This is an extension of the tidytuesday assignment you have already done. Complete the questions below, using the screencast you chose for the tidytuesday assigment.
library("tidyverse")
simpsons <- readr::read_delim("https://raw.githubusercontent.com/rfordatascience/tidytuesday/master/data/2019/2019-08-27/simpsons-guests.csv", delim = "|") %>%
mutate(self = str_detect(role, "self|selves"),
season = parse_number(season))
There is 1 integer data type and 5 character data types present in this screencast. The five character data types include number(episode number), production_code(production code for the episode), episode_title(title of the episode), guest_star(Guest’s actual name), and role(role in the show, either a character or themselves). The only integer data type is season(season of the show). There are 1200 observations of six variables in this dataset. The rows each represent a guest star.
Hint: One graph of your choice.
simpsons %>%
filter(self) %>%
count(guest_star, sort = TRUE) %>%
filter(n > 1) %>%
mutate(guest_star = fct_reorder(guest_star, n)) %>%
ggplot(aes(guest_star, n)) +
geom_col() +
coord_flip() +
labs(title = "Who has played themselves in multiple Simpsons episodes?")

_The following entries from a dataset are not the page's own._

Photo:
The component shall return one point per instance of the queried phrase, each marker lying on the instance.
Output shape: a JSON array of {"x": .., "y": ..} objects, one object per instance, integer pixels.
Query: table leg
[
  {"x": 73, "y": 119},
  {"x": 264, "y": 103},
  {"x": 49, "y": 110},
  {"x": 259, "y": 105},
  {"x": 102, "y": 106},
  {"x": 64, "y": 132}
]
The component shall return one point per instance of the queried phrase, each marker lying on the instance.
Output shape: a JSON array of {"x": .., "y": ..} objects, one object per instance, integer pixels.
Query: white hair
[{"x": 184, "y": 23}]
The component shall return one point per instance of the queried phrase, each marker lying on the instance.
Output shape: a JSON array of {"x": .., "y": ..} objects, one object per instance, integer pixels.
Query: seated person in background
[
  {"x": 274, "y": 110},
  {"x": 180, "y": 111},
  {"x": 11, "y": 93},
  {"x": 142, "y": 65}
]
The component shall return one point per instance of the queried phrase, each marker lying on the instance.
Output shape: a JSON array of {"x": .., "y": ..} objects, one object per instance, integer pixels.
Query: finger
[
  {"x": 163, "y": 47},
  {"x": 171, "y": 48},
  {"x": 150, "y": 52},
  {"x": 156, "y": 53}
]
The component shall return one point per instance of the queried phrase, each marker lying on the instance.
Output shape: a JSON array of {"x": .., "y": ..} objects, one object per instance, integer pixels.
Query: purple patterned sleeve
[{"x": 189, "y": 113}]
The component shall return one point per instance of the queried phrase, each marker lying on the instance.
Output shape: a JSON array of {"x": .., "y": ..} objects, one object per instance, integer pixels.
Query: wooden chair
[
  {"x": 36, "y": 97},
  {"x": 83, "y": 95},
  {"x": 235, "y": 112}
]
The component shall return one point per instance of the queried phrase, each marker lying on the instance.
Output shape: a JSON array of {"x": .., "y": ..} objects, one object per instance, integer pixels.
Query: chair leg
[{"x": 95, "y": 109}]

The story of this graph is to visualize the guest star and the amount of times they’ve played themselves in multiple Simpson’s episodes. This tells us how many times each actual guest star has guest starred as themselves on the show. This graph shows us the fact that Stephen Hawking has played as himself on the show the most times, with 4. The filter function was vital in making this graph because it let us filter the data to see who had the value “self” in role and “>1”. The visualization of the data also shows us that Ken Burns, Stephen Hawking, and Gary Coleman to have been on the show more than twice.